Die unter Marktbedingungen produzierenden und handelnden Menschen wissen selbst besser was für sie gut ist als machtbesoffene Politiker und marktferne Bürokraten – gleich ob sie dem Dunstkreis des Staates, Standesvertretungskartellen mit Zwangsmitgliedschaft oder Gewerkschaften entstammen.

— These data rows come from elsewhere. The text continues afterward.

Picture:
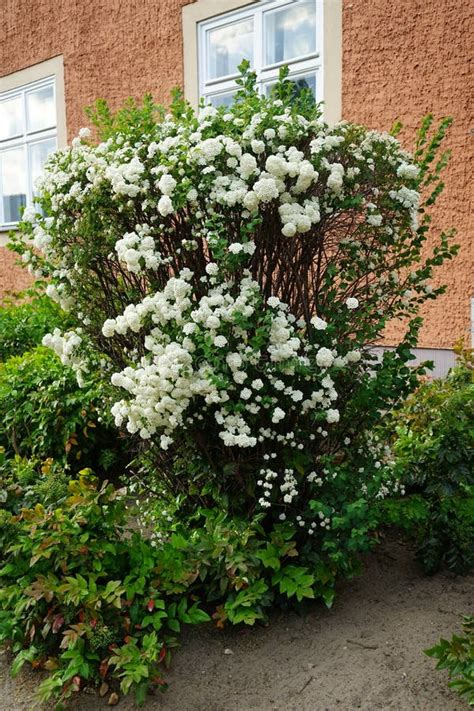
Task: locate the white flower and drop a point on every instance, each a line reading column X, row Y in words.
column 324, row 357
column 29, row 214
column 332, row 416
column 273, row 301
column 167, row 184
column 212, row 269
column 165, row 206
column 257, row 146
column 220, row 341
column 84, row 133
column 352, row 302
column 278, row 414
column 266, row 189
column 319, row 323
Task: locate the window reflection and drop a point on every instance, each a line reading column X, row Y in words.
column 40, row 109
column 308, row 81
column 290, row 32
column 14, row 183
column 222, row 99
column 11, row 118
column 228, row 46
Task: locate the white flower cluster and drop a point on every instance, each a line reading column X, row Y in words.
column 198, row 205
column 137, row 250
column 66, row 346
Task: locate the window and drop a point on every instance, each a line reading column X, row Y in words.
column 270, row 34
column 28, row 134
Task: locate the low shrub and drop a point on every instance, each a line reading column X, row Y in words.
column 457, row 656
column 434, row 462
column 82, row 597
column 23, row 324
column 44, row 414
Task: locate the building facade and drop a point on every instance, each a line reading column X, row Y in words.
column 370, row 62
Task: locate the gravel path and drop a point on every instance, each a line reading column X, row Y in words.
column 365, row 653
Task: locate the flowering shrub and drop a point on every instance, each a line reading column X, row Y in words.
column 232, row 269
column 80, row 599
column 44, row 414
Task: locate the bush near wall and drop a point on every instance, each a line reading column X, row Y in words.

Natürlich wird es – Corona hin oder her – zu keinen tiefgreifenden Reformen kommen. Da seien die Sozialisten in allen Parteien vor, die selbstbestimmte Bürger und den Verlust ihrer hoheitlichen Kontrollmacht verabscheuen wie der Teufel das Weihwasser. Gelegentlich wird aber selbst ein Libertärer doch noch träumen dürfen, oder?

6 comments

  1. sokrates9

    Fürchte der Traum wird ein Albtraum. Es ist doch hervorragend gelungen mit dem Mickeymousevirus alles auszuhebeln: Die Lebensqualität aller ist dramatisch gesunken,keine angstfreien Urlaube, Vergnügungen von Kultur bis Sport aus, erbärmliche Schulversuche, sinnlose Verschuldung dank der EU – Kommunisten (Dank der Geldflut aus dem Norden denkt der italienische Minister daran die Steuern um 10 Mrd zu senken) Bürokratismus nimmt dramatisch zu,die Meinung der Bevölkerung dass Geld eh vom Bankomat kommt wird immer stabiler,Begriffe wie Leistung, Arbeit sind total out.Sämtliche Freiheitsrechte werden mit Verordnungen die auf Meinung von Amateuren beruhen durchgedrückt, Funken von Widerstand wird mit gleichgeschalteter Presse mit Androhung von materieller Vernichtung ausgedämpft!

  2. CE___

    Sehr guter Artikel.

    Mein summa summarum seit Anfang des Jahres:

    95% der Politiker, Apparatschicks, Bürokraten hinausschmeissen und abbauen ohne Widerkehr, das was benötigt wird fragen Menschen auch privat am Markt nach, maximal eine Flat-Tax von (eh’ viel zu grosszügig bemessenen) maximal 5% auf Einkommen damit die Unkosten eines Nachtwächterstaates abgedeckt sind.

    Dann haben die einen Politik-….. (Schimpfwort eigener Wahl einfügen) nicht die Zeit und das Geld in irgendwelchen Biolaboren neue Viren zu züchten die sie durch Unterschleif nicht unter Kontrolle halten können und damit die eine Hälfte der Menschheit zu schädigen und zu ruinieren.

    Und die anderen Politik-….(Schimpfwort eigener Wahl) haben nicht die Zeit und das Geld durch hirnverbrannte Hysterie,- Panik,- und Hypochonder-Reaktionen dann die andere Hälfte der Menschheit zu schädigen und zu ruinieren mittels Lockdowns und Ausserkraftsetzen der Menschen- und Bürgerrechte.

  3. Falke

    Ausnahmsweise muss ich der SPÖ-Forderung nach einer Maskenpause voll zustimmen. Offenbar ist der Herr Tögel in der glücklichen Lage, keine Maske tragen zu müssen (oder zumindest nicht längere Zeit), sonst wüsste er, dass sie erstens körperlich schwer belastend (durch die Beschränkung der Atmung) und zweitens schwer gesundheitsschädlich ist (durch das ständige Wiedereinatmen des gerade ausgeatmeten schädlichen CO2 sowie durch die Schaffung einer feuchtwarmen keimfreundlichen Atmosphäre unter der Maske). Diese Pause müsste allerdings von denjenigen bezahlt werden, die diese Maskenpflicht eingeführt haben – also von der Regierung. Das alles unter der Voraussetzung, dass man der Meinung ist, dass die Maske überhaupt etwas nützt, was immer weniger Fachleute glauben (und auch von Anfang an erklärt haben, aber gleich durch berufliche und gesellschaftliche Ausgrenzung mundtot gemacht wurden, bzw. werden).

  4. sokrates9

    Falke@ Die Schweden halten die Maske für sinnlos und haben somit keine Maskenpflicht!

  5. Steinwendter

    Weniger Regulierungen das wäre schön ist aber schlecht für die vielen die sich jetzt als Experten oder Spezialisten einen respektablen Posten erarbeitet haben für den man gut entlohnt wird. Und die vielen Gewinner der Krise und das kommende Milliardengeschäft mit der Impfung, die schneller kommen wird als man denkt da die Phasen der Proben zusammengelegt werden. Stichwort: Das Produkt reift beim Kunden. Dann anfänglich alle 2-4 Jahre ein neuer “tötlicher” Grippevirus dann alljährlich die freiwillige Zwangsimpfung. (seit 8.6.2020 gibt es die Möglichkeit an Gemeinden gegen eine derartige Imfpung unter Zwang zu unterschreiben – eine Tatsache die in den Medien verschwiegen wird). Ohne Regulierungen bekommen sie dass nicht gebacken.